You want to receive $\$ 600$ at the end of each year for 4 years. Interest is $5.1 \%$ compounded annually.
(a) How much would you have to deposit at the beginning of the 4-year period?
(b) How much of what you receive will be interest?
(a) The deposit is $\$ \square$.
(Round the final answer to the nearest cent as needed. Round all intermediate values to six decimal places as needed.)
(b) The interest is $\$$
(Round the final answer to the nearest cent as needed. Round all intermediate values to six decimal places as needed.)

Step 1 ：Given that the annuity payment (PMT) is $600, the interest rate per period (r) is 5.1% or 0.051, and the number of periods (n) is 4 years, we can use the formula for the present value of an annuity to find the amount to be deposited at the beginning of the 4-year period.
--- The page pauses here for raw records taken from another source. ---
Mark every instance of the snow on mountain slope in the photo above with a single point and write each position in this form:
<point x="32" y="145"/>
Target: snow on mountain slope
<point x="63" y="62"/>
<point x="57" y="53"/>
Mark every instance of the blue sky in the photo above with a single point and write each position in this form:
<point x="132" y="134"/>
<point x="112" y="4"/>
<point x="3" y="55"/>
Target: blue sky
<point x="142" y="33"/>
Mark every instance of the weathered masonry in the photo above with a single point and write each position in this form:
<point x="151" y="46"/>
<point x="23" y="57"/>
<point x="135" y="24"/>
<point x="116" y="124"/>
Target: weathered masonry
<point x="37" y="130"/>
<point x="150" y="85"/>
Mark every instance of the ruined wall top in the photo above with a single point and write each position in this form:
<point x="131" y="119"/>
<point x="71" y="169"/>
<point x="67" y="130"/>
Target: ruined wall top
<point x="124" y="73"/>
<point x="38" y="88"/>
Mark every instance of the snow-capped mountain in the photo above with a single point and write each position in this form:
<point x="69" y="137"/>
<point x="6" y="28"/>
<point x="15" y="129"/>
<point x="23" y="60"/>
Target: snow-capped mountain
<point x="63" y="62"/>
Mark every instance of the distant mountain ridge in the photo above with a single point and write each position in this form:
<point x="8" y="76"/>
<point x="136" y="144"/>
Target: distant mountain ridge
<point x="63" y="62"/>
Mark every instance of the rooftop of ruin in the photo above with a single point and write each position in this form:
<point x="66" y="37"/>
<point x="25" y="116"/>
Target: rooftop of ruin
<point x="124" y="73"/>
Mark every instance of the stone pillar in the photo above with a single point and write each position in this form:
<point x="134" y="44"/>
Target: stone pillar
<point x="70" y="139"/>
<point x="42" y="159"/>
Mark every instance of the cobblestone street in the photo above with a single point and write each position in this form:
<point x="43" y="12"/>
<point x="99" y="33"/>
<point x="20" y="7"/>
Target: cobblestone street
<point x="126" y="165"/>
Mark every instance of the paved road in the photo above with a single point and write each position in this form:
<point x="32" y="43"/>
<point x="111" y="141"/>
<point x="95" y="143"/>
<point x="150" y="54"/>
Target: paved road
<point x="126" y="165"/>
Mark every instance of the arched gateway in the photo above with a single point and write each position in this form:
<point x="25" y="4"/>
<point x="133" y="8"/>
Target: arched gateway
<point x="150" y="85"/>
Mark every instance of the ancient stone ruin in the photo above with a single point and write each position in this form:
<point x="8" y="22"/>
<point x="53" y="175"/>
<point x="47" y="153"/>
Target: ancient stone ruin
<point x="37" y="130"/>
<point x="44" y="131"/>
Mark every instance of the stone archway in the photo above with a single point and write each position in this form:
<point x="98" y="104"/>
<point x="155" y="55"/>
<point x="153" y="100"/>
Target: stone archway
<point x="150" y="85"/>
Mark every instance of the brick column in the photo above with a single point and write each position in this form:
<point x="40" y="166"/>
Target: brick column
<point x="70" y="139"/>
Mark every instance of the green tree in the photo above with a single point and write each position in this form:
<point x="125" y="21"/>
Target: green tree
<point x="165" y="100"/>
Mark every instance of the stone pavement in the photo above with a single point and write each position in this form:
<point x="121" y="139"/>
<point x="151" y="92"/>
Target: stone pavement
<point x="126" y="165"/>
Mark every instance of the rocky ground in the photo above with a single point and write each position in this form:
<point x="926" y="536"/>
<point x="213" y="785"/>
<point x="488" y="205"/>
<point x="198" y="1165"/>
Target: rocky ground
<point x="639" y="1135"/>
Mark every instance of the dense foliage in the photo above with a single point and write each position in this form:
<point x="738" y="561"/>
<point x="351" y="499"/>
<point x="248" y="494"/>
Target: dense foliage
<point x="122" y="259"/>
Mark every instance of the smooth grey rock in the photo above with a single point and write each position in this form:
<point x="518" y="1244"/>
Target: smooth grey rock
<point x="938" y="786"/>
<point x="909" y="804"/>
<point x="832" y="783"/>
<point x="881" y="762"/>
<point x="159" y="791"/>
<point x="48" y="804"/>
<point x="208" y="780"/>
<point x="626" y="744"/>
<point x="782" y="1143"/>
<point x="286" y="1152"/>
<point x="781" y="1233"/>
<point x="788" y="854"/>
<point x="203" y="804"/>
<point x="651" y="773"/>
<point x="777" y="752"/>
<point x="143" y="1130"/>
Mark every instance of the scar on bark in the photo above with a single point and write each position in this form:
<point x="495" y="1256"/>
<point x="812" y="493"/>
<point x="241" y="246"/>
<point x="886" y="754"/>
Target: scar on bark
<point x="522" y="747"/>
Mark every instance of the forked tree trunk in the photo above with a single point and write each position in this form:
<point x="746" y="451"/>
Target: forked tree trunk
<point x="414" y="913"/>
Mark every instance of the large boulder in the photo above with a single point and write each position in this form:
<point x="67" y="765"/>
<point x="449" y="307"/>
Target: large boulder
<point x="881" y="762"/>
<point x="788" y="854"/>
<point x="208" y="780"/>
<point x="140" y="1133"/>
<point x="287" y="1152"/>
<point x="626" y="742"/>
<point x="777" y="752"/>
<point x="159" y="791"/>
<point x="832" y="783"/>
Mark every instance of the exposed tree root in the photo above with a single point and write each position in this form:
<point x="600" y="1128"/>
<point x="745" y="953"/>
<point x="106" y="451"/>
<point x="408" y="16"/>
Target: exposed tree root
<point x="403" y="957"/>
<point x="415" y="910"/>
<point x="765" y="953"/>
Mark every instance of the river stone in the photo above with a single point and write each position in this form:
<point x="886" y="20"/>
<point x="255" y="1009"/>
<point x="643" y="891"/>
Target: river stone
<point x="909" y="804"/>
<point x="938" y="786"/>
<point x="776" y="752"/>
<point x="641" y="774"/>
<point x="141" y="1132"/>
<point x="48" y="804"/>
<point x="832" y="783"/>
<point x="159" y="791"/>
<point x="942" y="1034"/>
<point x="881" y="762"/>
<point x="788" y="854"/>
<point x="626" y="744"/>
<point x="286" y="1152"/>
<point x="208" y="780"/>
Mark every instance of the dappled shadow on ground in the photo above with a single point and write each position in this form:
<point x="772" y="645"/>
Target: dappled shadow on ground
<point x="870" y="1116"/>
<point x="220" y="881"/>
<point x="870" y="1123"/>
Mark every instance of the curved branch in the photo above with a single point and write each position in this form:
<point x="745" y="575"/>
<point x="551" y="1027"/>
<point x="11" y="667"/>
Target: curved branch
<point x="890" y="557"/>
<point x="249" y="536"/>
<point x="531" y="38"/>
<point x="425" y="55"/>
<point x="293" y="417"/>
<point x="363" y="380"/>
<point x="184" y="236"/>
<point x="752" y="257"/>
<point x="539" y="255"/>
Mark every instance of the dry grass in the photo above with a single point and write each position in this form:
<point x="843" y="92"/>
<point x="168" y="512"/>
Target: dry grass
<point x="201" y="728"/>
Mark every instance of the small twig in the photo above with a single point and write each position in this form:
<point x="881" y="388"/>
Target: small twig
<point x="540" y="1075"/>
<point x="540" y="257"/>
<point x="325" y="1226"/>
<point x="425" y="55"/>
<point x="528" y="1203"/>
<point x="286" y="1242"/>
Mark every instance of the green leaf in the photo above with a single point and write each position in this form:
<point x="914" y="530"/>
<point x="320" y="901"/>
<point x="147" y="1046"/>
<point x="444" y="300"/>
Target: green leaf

The formula is: \(P = PMT \times \frac{1 - (1 + r)^{-n}}{r}\)

Step 2 ：Substituting the given values into the formula, we get: \(P = 600 \times \frac{1 - (1 + 0.051)^{-4}}{0.051}\)

Step 3 ：Calculating the above expression, we find that \(P = 2122.637434235277\)

Step 4 ：Rounding to the nearest cent, the amount to be deposited at the beginning of the 4-year period is \(\boxed{2122.64}\)

Step 5 ：To find the total interest received over the 4-year period, we first calculate the total amount received, which is \(PMT \times n = 600 \times 4 = 2400\)

Step 6 ：The interest is the total amount received minus the initial deposit, so \(interest = 2400 - 2122.637434235277 = 277.36256576472306\)

Step 7 ：Rounding to the nearest cent, the total interest received over the 4-year period is \(\boxed{277.36}\)